C: Agreed! I’m one of those writers who believes that writing is a conversation. What I put on the page is answered in my readers’ minds, even if I never know anything about the thoughts, memories, or arguments that my words stir up in them. I think that every reader authors their own version of a story when they read it. But this project made that conversation out-and-out literal. Sharon and I were each other’s first readers. We read our essays to each other back and forth sitting on Sharon’s porch. Even though we didn’t plan it, they ended up speaking to each other.
You’ve included two essays in every chapter rather than writing a joint essay or dividing up the topics between yourselves…
S: This comes back to the “millions of suns” idea.
We wrote what we needed to about topics like “Reading,” or “Writer’s Block,” or “The Present Moment” without consulting one another. We were committed to the idea that there’s no “one right way” to approach any writing inspiration. Readers will see for themselves how radically we diverged from each other in our responses to some of the chapter’s craft elements, but we were surprised and delighted sometimes by how similarly we approached some themes. Including both voices was a way to open the door to our readers and say—“we can’t wait to see your unique take on this topic!”
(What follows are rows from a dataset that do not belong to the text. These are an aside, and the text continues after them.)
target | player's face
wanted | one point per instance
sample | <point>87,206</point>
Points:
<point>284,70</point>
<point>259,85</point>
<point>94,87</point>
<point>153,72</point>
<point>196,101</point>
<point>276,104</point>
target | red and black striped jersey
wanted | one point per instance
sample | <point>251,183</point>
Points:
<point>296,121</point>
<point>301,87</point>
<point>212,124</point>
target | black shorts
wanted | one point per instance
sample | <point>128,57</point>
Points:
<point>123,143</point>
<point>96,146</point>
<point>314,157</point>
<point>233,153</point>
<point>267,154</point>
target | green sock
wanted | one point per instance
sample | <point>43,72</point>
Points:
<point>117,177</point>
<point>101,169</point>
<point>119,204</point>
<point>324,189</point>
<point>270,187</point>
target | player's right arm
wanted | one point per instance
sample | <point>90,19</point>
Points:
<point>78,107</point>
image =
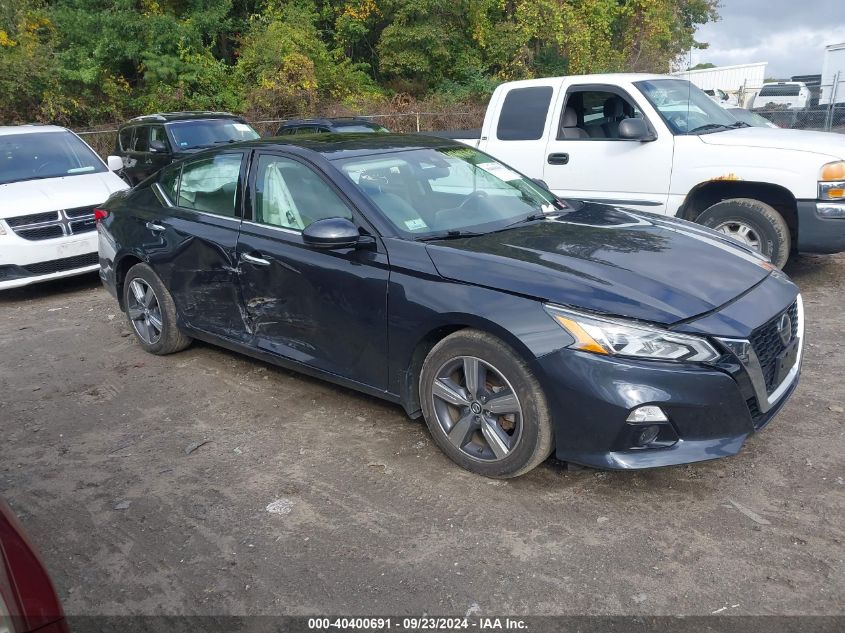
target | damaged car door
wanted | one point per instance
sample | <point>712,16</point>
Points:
<point>324,306</point>
<point>198,236</point>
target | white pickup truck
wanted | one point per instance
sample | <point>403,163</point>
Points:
<point>659,144</point>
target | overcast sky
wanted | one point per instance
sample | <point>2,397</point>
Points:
<point>789,34</point>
C: There’s also a practical element to this approach.
As teachers, we know that no two students learn the same way. Sharon and I sometimes taught the same students, year to year, and one might go from having me in tenth grade and Sharon in eleventh (or vice versa). Sometimes, they would come away believing with their whole heart that Sharon was a brilliant teacher but I was incomprehensible—while their friend, who was sitting right next to them in both classes, came to the opposite conclusion.
Everyone who picks up this book gets two different entry points into every topic. If one doesn’t work for you, try another. If neither works, invent a new way in. Learning what techniques do and don’t work for you is part of developing your writing practice—any artistic practice, really.
How are you hoping people will use this book?
C: However they want!
As we’ve said, this book doesn’t contain a formula for writing. We’ve tried to be really honest on the page, and we hope that makes it easier for other writers to do the same. We think that some of the essays touch on themes common to all artists—dancers, painters, everyone.
Readers can dip in and out of chapters, jump back and forth—whatever works.
Every chapter ends with a handful of prompts related to the essays, which is an easy way to make use of the book. Want to debate us in your own essay? We encourage it! In a classroom, teachers might have students brainstorm about “Inspiration” or “Revision” or “Surprise,” say, before they read a word of what we wrote. As long as artists turn back to their own creative work one way or another, they’re using the book correctly.
S: We deliberately wrote each essay to be less than two thousand words so that even someone coming home after work, tired and hungry, might still be able to find the ten minutes it would take to read one of the essays.
I hope our memories send the reader back into their own precious memories. I hope our explorations of beauty makes the reader wonder, “How does beauty figure into my life?” I hope when Christine thoughtfully delves into social justice issues and I grapple with writing about the climate crisis in “The Present Moment” chapter that readers find their own ways to wrestle with some of our world’s most challenging topics.
Beyond that, I hope that some of our readers reach out to us and share their own writer’s journey spurred on by Millions of Suns. There’s something so beautiful and gratifying about having a reader take the time to say, “Your story about your grandfather allowed me to finally write my own memoir piece about my own grandparents.” I’d love to hear from our readers with these kinds of responses!